Poorer mental health smolders after deadly, devastating wildfire


Researchers report that climate change is a chronic mental health stressor, and promotes a variety of mental health problems. The 2018 Camp Fire is a case study.

Structures have been rebuilt, but some things are worse. In a paper published February 2, 2021 in the International Journal of Environmental Research and Public Health, scientists at University of California San Diego, with colleagues elsewhere, describe chronic mental health problems among some residents who experienced the Camp Fire in varying degrees.

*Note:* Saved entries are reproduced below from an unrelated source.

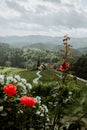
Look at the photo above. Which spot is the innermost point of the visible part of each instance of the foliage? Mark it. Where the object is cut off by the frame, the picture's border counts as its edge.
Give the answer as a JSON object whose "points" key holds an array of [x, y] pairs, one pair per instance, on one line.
{"points": [[18, 109], [80, 67]]}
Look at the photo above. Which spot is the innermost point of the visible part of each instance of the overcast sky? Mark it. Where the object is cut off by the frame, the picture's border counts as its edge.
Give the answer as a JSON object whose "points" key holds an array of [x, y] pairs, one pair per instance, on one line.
{"points": [[43, 17]]}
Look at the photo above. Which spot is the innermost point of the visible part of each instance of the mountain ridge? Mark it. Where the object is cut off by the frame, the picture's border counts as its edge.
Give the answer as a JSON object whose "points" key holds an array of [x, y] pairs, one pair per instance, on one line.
{"points": [[21, 41]]}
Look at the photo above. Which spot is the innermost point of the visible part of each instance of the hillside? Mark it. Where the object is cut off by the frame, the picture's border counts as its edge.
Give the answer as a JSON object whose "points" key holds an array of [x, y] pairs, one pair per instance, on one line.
{"points": [[21, 41], [83, 50]]}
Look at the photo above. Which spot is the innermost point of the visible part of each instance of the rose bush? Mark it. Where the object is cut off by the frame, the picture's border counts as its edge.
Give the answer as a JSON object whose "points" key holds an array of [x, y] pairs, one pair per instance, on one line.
{"points": [[19, 110]]}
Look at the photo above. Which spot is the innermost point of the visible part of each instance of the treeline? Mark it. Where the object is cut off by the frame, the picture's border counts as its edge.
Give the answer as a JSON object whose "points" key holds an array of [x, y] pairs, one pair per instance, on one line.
{"points": [[80, 67], [25, 57]]}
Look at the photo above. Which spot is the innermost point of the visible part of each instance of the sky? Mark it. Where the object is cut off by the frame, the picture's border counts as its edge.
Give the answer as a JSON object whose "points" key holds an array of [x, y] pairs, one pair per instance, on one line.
{"points": [[43, 17]]}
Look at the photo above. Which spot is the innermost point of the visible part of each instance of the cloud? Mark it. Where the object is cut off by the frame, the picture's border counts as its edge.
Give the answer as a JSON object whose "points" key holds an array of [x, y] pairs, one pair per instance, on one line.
{"points": [[50, 17]]}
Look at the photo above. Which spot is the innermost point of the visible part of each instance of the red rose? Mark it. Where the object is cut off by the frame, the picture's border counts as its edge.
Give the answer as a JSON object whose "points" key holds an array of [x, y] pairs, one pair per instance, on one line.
{"points": [[10, 90], [27, 101]]}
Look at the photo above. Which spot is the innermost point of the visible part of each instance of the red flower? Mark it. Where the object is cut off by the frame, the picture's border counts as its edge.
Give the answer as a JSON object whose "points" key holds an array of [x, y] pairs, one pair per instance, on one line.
{"points": [[64, 66], [27, 101], [10, 90]]}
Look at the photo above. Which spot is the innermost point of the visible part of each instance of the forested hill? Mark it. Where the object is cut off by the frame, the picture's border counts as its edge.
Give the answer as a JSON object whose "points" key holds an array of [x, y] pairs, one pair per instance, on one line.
{"points": [[21, 41]]}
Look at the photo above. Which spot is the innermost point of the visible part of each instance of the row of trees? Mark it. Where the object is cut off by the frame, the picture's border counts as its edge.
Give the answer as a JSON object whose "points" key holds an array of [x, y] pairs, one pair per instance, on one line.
{"points": [[28, 58], [25, 58]]}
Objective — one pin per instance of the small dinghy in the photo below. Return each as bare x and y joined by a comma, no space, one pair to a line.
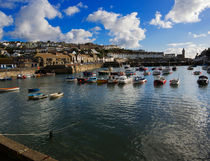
203,80
33,90
140,80
56,95
9,89
174,82
71,79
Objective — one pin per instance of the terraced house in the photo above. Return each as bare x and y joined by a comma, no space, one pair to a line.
45,59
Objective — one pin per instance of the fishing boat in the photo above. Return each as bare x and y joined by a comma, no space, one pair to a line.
146,73
124,79
91,80
174,82
129,72
159,81
166,71
112,79
9,89
196,72
33,90
205,67
127,66
156,72
190,68
203,80
102,81
208,70
89,74
81,80
56,95
71,79
138,79
32,96
174,68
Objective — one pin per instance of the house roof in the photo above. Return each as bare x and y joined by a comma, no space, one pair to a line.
49,55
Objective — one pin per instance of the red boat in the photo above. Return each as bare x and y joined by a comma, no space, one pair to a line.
159,81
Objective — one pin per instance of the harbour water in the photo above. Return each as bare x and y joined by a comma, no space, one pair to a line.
111,122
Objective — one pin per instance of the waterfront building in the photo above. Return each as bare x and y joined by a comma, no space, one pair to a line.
7,63
45,59
137,55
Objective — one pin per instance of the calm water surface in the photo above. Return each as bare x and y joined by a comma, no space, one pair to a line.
112,123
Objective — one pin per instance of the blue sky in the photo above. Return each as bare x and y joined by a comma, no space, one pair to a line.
166,25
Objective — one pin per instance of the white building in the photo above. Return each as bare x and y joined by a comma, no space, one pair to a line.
141,55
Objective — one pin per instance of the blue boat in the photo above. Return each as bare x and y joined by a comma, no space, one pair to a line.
33,90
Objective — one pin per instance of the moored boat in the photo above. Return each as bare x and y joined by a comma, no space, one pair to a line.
196,72
91,80
174,68
37,96
174,82
146,73
124,79
71,79
81,80
102,81
203,80
33,90
159,81
138,79
56,95
166,71
156,72
9,89
112,79
190,68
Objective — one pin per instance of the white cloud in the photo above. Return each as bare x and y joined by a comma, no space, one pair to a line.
125,30
183,11
31,24
4,21
191,49
158,22
74,9
197,35
78,36
10,4
187,11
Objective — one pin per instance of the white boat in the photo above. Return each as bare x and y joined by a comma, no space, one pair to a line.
138,79
71,79
203,80
112,79
208,70
196,72
9,89
56,95
156,72
174,81
124,79
166,71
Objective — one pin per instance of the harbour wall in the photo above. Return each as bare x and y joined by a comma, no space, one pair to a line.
16,71
69,69
11,150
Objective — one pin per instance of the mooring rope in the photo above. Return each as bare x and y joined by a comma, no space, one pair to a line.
43,133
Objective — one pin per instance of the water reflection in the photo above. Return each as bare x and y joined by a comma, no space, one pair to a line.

Direct exposure to large-scale fires significantly increased the risk for mental health disorders, particularly post-traumatic stress disorder (PTSD) and depression, the scientists wrote.

«We looked for symptoms of these particular disorders because emotionally traumatic events in one’s lifetime are known to trigger them,» said senior author Jyoti Mishra, PhD, professor in the Department of Psychiatry at UC San Diego School of Medicine and co-director of the Neural Engineering and Translation Labs at UC San Diego. Pre-existing childhood trauma or sleep disturbances were found to exacerbate mental health problems, but factors like personal resilience and mindfulness appeared to reduce them.

«We show climate change as a chronic mental health stressor. It is not like the pandemic, in that it is here for a period of time and can be mitigated with vaccines and other measures. Climate change is our future, and we need immediate action to slow down the changes being wreaked upon the planet, and on our own wellbeing.»

Mishra, with collaborators at California State University, Chico and University of South Carolina, conducted a variety of mental health assessments on residents who had been exposed to the Camp Fire six months after the wildfire and those much farther away. Roughly two-thirds of those tested were residents who lived in or around Chico, a Northern California city located approximately 10 to 15 miles of the center of the Camp Fire. The remaining third were San Diego residents living approximately 600 miles from the wildfire and presumably unimpacted.